The usual treatment was what was prescribed for me:  another hole in my head to implant a shunt to drain excess fluid from my skull to my abdominal cavity where it is reabsorbed.

Has the shunt been a miracle cure?  Not hardly.  In fact, I have sometimes been resentful when I read stories of others in my situation that do seem to experience full recoveries.

But there is no doubt that the shunt has slowed the progression of the condition.

Thankfully, the wet has definitely improved.

Am I whacky?  I suppose some might say so.  But I contend that I’m still cogent.  At least I hope so.  And hope to continue so for a good while beyond what is my 66th year.

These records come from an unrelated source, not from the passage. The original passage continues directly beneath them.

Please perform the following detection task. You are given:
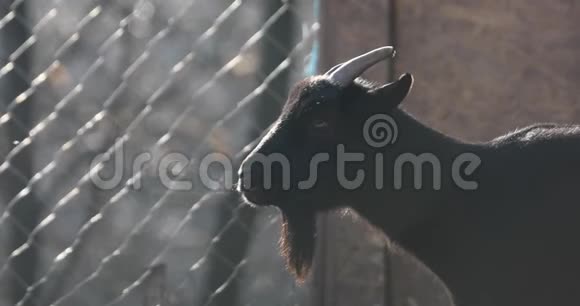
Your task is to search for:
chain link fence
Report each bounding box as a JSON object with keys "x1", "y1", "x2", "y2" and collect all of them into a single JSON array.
[{"x1": 0, "y1": 0, "x2": 317, "y2": 306}]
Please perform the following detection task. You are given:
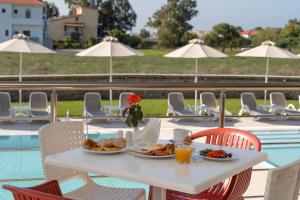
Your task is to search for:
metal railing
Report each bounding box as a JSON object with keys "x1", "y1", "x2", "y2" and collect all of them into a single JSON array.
[{"x1": 0, "y1": 82, "x2": 300, "y2": 127}]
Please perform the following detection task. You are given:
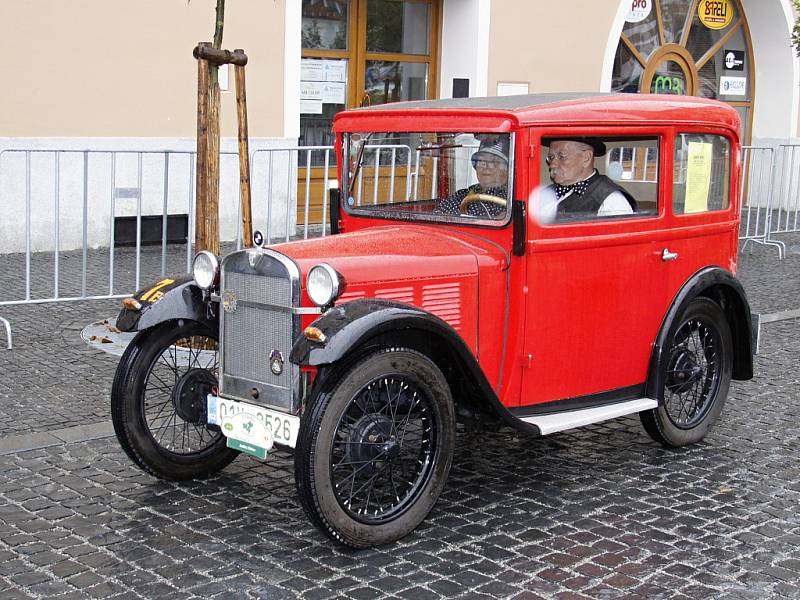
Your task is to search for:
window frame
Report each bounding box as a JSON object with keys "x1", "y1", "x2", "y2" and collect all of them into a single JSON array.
[
  {"x1": 669, "y1": 127, "x2": 740, "y2": 220},
  {"x1": 531, "y1": 125, "x2": 674, "y2": 229},
  {"x1": 341, "y1": 130, "x2": 518, "y2": 229}
]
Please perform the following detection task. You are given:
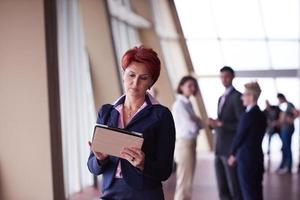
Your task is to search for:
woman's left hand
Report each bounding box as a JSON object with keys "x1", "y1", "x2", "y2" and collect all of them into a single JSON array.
[{"x1": 120, "y1": 147, "x2": 145, "y2": 171}]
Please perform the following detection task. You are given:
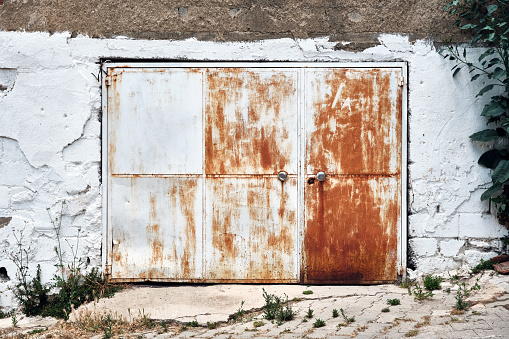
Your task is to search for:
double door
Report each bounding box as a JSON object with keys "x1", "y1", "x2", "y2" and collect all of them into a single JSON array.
[{"x1": 103, "y1": 64, "x2": 404, "y2": 283}]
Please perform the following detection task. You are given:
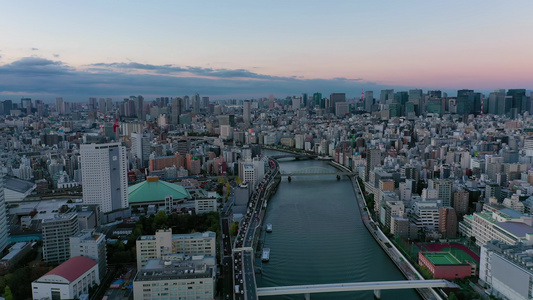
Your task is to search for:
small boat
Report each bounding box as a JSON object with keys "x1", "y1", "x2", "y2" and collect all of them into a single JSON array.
[{"x1": 261, "y1": 248, "x2": 270, "y2": 262}]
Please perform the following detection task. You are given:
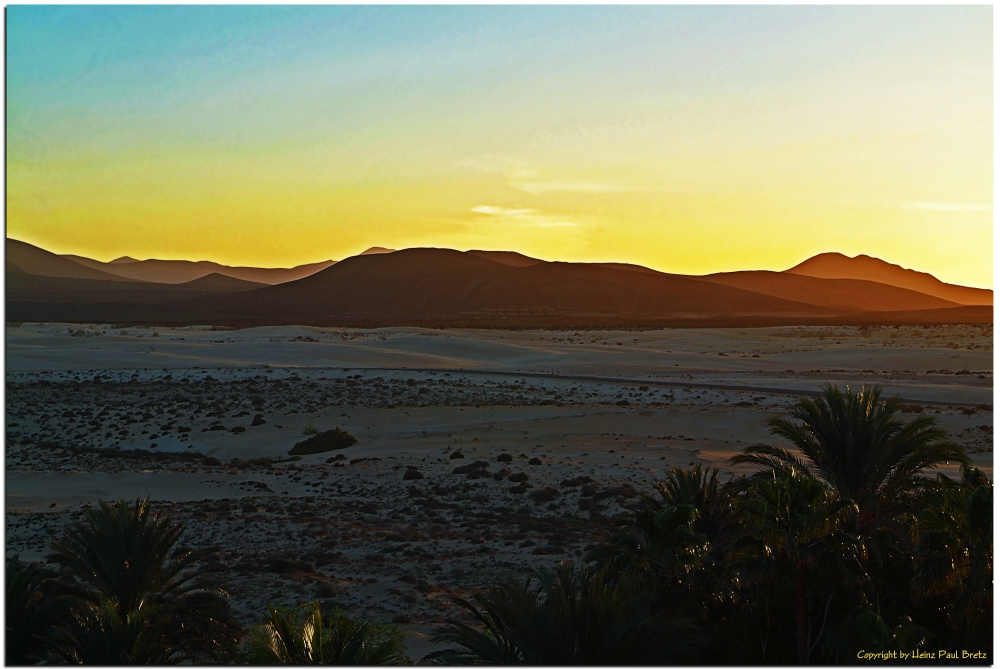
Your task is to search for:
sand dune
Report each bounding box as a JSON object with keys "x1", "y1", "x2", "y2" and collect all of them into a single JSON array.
[{"x1": 785, "y1": 253, "x2": 993, "y2": 305}]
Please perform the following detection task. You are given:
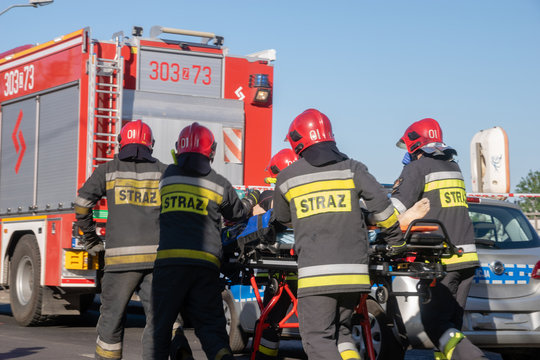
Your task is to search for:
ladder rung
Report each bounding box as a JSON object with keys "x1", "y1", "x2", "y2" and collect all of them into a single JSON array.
[
  {"x1": 97, "y1": 58, "x2": 118, "y2": 63},
  {"x1": 94, "y1": 114, "x2": 118, "y2": 120},
  {"x1": 96, "y1": 83, "x2": 118, "y2": 88},
  {"x1": 92, "y1": 157, "x2": 113, "y2": 161},
  {"x1": 96, "y1": 63, "x2": 120, "y2": 70},
  {"x1": 96, "y1": 108, "x2": 118, "y2": 112},
  {"x1": 94, "y1": 140, "x2": 118, "y2": 144},
  {"x1": 96, "y1": 90, "x2": 120, "y2": 94}
]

Unfortunately, I’m still wobbly, especially going down stairs; I religiously cling to the hand rail when one is available.  But I work out regularly and vigorously, including twice a week with a trainer.  He hounds me mercilessly on my posture, virtual posture Nazi.  And how could this possibly do anything but help?

NPH has made me more observant of the old people around me (I grow old…I grow old…I shall wear the bottoms of my trousers rolled.).  The stooped posture.  The shuffling, wide gait.  The caution at the curb.

It took the doctors years to figure out what was wrong  with me.  And I am certainly not alone.  The Hydrocephalus Association estimates that of the 700,000 American with NPH, less than 20% receive an appropriate diagnosis.  NPH is commonly misdiagnosed as Alzheimer’s or Parkinson’s disease.  Or simple aging.  But the facts are that it is one of the few causes of dementia that can be treated.

The penultimate take away?  If you, or a loved one, is wet, whacky, and wobbly, don’t rest until you get answers that make all the pieces of the puzzle fit.

And the last take away?  This getting old stuff isn’t for sissies.